Best result: 5.9 tokens/s at 68% CPU / 32% GPU split (auto-detected by Ollama)

Key findings from 12 configurations tested:

  • Ollama's auto-detected 68%/32% CPU/GPU split is optimal
  • Forcing 100% GPU = 0.9 t/s (6.5x slower due to VRAM thrashing — 86GB model in 32GB)
  • Context size (2K-32K) barely affects throughput — bottleneck is PCIe expert swapping
  • Model can't fit in 32GB at any quant level (minimum GGUF is 52.7GB)
  • TTFT: ~1.1s warm
Config CPU/GPU Split Tokens/s
Auto (optimal) 68%/32% 5.9
40 GPU layers 54%/46% 1.3
All GPU (forced) 0%/100% 0.9

For comparison, Nemotron 3 Nano on the same hardware: 228 t/s (fits fully in GPU).

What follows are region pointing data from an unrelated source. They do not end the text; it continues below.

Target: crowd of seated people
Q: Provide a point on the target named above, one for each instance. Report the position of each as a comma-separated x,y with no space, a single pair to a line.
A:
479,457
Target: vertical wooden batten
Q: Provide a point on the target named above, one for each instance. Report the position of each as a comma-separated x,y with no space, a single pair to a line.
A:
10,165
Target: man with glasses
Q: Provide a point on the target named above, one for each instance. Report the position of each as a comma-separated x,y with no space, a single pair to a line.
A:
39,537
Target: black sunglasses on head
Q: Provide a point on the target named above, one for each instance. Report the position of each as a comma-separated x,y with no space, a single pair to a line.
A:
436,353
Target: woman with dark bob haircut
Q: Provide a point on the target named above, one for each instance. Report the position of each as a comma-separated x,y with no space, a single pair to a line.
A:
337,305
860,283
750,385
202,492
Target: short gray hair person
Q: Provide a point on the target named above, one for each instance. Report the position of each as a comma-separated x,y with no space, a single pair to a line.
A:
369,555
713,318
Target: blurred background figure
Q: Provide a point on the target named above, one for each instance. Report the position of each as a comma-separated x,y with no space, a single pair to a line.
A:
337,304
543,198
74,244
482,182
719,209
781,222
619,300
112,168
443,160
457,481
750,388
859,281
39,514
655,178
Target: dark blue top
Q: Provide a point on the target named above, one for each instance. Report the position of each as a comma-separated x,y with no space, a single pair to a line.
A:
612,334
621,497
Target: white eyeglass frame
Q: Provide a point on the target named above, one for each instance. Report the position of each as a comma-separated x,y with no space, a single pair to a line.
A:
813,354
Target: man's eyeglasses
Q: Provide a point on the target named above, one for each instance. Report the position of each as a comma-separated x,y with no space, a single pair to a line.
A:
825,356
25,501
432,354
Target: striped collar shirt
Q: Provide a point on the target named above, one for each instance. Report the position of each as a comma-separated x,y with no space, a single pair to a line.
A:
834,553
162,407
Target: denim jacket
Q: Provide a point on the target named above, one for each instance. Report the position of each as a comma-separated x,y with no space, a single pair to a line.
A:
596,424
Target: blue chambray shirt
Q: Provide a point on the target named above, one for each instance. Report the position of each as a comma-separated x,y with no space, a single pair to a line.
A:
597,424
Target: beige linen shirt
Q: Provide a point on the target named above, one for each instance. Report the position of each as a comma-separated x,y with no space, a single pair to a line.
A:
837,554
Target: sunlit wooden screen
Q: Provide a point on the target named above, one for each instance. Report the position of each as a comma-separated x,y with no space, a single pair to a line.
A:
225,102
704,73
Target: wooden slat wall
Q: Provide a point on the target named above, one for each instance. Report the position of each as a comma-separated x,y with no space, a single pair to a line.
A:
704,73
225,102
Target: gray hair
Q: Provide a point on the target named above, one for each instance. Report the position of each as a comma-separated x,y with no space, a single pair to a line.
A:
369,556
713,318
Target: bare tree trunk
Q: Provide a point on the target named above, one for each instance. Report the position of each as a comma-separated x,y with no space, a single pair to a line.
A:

Full benchmark data and MoE strategy analysis: https://github.com/Khaeldur/overflowml

Hardware: RTX 5090 32GB, 196GB DDR5, PCIe 5.0 x16, Windows 11 + Ollama


2. Hacker News (Show HN)

URL: https://news.ycombinator.com/submit

Title: Show HN: OverflowML – Run 120B models on a single GPU with MoE expert offload

URL field: https://github.com/Khaeldur/overflowml

Text:

I built OverflowML to auto-detect hardware and pick the optimal memory strategy for running AI models that don't fit in VRAM.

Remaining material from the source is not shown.